Raúl, que falou depois, também foi bastante elogioso para com o sucessor. "Ao contrário do que aconteceu no passado com outros jovens dirigentes não cometemos o erro de acelerar o processo", disse em relação à sua formação ao nível do PCC, onde ocupou distintos cargos. Reiterando que a sua ascensão "não foi fruto da sorte nem da pressa", o ex-presidente disse confiar no seu "sucesso absoluto" e deixou claro que, quando chegar a hora, será também um bom sucessor na liderança do partido. Se não houver surpresas, Raúl só deixa esse cargo em 2021.
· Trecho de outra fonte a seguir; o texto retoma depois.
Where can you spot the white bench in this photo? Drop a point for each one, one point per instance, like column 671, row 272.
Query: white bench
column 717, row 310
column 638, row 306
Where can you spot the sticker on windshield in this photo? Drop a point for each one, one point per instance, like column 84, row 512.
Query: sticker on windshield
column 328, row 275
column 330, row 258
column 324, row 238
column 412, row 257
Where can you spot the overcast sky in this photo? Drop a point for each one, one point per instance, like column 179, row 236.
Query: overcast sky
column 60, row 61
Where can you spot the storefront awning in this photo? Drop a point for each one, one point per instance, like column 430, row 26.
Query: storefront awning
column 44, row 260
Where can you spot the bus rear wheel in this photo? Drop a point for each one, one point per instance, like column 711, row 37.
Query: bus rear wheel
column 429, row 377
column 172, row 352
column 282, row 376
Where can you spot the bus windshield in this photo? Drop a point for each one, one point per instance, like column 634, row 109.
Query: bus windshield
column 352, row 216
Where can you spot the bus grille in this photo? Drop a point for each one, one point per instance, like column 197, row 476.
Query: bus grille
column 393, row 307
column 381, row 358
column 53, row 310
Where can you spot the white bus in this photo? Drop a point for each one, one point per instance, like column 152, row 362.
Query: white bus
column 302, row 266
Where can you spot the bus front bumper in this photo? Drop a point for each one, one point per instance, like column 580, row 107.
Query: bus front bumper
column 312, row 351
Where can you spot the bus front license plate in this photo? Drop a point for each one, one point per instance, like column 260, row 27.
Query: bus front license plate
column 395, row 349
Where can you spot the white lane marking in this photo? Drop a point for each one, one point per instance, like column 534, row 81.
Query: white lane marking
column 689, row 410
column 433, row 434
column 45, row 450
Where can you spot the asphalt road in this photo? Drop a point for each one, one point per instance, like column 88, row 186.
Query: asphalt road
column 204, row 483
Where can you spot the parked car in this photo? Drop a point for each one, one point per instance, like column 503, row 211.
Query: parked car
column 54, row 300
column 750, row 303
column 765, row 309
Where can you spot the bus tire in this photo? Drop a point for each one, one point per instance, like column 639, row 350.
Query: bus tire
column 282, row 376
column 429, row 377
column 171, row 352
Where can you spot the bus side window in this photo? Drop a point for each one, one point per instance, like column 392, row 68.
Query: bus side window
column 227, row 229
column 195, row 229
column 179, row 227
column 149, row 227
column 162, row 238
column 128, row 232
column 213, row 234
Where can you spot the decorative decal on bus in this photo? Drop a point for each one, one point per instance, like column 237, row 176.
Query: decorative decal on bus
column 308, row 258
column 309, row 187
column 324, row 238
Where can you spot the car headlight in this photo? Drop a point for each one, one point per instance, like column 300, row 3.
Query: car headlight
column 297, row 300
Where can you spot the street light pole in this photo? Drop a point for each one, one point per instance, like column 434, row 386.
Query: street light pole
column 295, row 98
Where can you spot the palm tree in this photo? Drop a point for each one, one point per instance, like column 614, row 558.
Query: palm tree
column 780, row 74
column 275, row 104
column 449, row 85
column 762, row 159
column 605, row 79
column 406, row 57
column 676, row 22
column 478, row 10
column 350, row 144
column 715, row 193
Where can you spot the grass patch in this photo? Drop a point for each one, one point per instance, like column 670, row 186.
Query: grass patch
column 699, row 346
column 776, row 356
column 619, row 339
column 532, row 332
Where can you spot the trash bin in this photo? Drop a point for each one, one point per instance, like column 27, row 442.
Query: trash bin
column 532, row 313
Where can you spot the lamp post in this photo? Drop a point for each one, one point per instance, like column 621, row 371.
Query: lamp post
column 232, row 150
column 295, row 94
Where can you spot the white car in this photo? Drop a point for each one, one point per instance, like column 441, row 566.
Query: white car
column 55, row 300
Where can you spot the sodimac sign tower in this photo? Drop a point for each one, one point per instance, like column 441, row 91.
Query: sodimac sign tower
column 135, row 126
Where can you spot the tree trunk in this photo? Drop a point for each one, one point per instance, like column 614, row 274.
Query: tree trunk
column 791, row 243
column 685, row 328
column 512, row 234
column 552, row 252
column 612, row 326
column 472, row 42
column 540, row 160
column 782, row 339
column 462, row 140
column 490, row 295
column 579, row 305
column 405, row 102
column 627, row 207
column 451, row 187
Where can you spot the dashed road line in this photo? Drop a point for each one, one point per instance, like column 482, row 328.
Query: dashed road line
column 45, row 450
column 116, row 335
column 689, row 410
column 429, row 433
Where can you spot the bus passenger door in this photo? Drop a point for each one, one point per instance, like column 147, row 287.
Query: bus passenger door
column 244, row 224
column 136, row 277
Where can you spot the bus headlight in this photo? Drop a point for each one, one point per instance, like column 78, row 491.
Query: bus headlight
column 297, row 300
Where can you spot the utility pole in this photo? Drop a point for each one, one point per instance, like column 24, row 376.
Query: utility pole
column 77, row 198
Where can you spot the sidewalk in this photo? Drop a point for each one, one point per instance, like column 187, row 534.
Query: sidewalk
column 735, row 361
Díaz-Canel, que hoje faz 58 anos, foi eleito presidente do Conselho de Estado com o voto de 603 dos 604 delegados, junto com os outros membros - incluindo o primeiro vice-presidente, Salvador Valdés Mesa, e cinco vice-presidentes. A eleição do novo Conselho de Ministros será só na próxima sessão da Assembleia Nacional, em julho.

"Não venho prometer nada, como nunca o fez a Revolução em todos estes anos. Venho cumprir o programa que nos impusemos com as diretrizes do socialismo e da Revolução", indicou Díaz-Canel. Essas diretrizes foram aprovadas pela Assembleia Nacional e o Partido Comunista de Cuba e estabelecem as orientações políticas e económicas até 2030. O novo presidente explicou ainda que o mandato dado pelo povo cubano é o de dar continuidade à Revolução "num momento crucial da história".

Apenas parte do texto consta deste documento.